Smaller reporting companies (SRCs) get a break, as usual, initially being required to provide only two years’ worth of information, and then adding one additional year of disclosure in the subsequent proxy that requires this disclosure, and will eventually wind up with three years of P4P disclosure in their proxy (but don’t need to provide it in XBRL until the third proxy that includes P4P disclosure).
3. The new P4P table. The heart of the new P4P disclosure will be a new table reporting the P4P disclosure for the principal executive officer and, as an average, for the other named executive officers (NEOs). The table will be required to include “total compensation” — as reflected in the Summary Compensation Table — as well as a measure reflecting “executive compensation actually paid,” which is calculated as dictated by new Item 402(v).
The table will also include four items as financial performance measures: “total shareholder return” (TSR) for both the company and its peer group; the company’s net income; and another financial performance measure selected by, and specific to, the company that the company believes “represents the most important financial performance measure the registrant uses to link compensation actually paid to the registrant’s NEOs to company performance for the most recently completed fiscal year.”
If the company selects a financial performance measure that is non-GAAP, the disclosure gets the same relief from Regulation G as CD&A disclosure.
4. Narrative and/or graphical description of P4P relationships. The new table will be accompanied by a clear description of the relationships between each of the financial performance measures included in the table and the executive compensation actually paid to the principal executive officer and, on average, to the other named executive officers over the five years, and of the relationship between the company’s TSR and its peer group TSR. These descriptions may be presented in narrative and/or graphical format.
5. Plus 3 – 7 most important performance measures. The new P4P table must also be accompanied by a list of three to seven performance measures — that doesn’t need to be ranked — that the company determines to be its most important measures (identified using the same approach as for the company-selected measure).
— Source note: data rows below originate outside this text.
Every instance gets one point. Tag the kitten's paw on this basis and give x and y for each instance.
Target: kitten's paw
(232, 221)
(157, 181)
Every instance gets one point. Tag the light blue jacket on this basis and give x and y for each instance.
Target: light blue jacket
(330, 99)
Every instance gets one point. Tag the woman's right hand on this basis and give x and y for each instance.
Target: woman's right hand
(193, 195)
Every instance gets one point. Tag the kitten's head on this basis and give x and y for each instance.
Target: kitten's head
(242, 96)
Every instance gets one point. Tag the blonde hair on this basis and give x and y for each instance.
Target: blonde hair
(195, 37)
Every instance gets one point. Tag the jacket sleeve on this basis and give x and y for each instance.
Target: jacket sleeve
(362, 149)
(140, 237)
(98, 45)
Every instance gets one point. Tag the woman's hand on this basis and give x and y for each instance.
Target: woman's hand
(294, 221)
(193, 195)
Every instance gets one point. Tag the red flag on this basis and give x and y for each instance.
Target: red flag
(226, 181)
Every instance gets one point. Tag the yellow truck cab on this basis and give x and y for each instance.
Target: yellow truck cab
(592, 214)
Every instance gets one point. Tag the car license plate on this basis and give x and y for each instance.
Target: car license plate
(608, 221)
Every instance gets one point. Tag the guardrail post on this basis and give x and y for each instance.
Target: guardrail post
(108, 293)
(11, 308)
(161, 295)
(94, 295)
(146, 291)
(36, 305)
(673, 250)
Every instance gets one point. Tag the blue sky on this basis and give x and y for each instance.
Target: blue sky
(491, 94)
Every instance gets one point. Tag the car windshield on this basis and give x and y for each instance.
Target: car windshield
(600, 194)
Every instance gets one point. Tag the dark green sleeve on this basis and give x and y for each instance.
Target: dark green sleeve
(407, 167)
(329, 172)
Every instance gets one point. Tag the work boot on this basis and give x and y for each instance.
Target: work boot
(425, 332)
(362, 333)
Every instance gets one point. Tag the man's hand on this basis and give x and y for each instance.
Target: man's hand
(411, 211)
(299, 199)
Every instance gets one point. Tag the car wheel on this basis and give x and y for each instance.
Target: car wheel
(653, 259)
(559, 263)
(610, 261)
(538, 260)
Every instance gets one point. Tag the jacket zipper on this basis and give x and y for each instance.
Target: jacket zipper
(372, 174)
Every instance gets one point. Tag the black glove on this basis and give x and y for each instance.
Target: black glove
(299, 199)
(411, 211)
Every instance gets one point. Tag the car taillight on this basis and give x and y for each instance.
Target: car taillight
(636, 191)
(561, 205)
SRCs don’t have to provide this additional disclosure.
Companies can present separate lists for the principal executive officer vs. other named executive officers (or for each NEO separately), or present a combined list that applies to all of them.
Companies can also opt to disclose the additional performance measures as additional columns in the P4P table, instead of providing a separate list.
Although not required, companies are permitted to include non-financial measures in the list if they consider those non-financial measures to be among their three to seven “most important” measures as long as they list at least three financial measures (or as many financial measures that they use).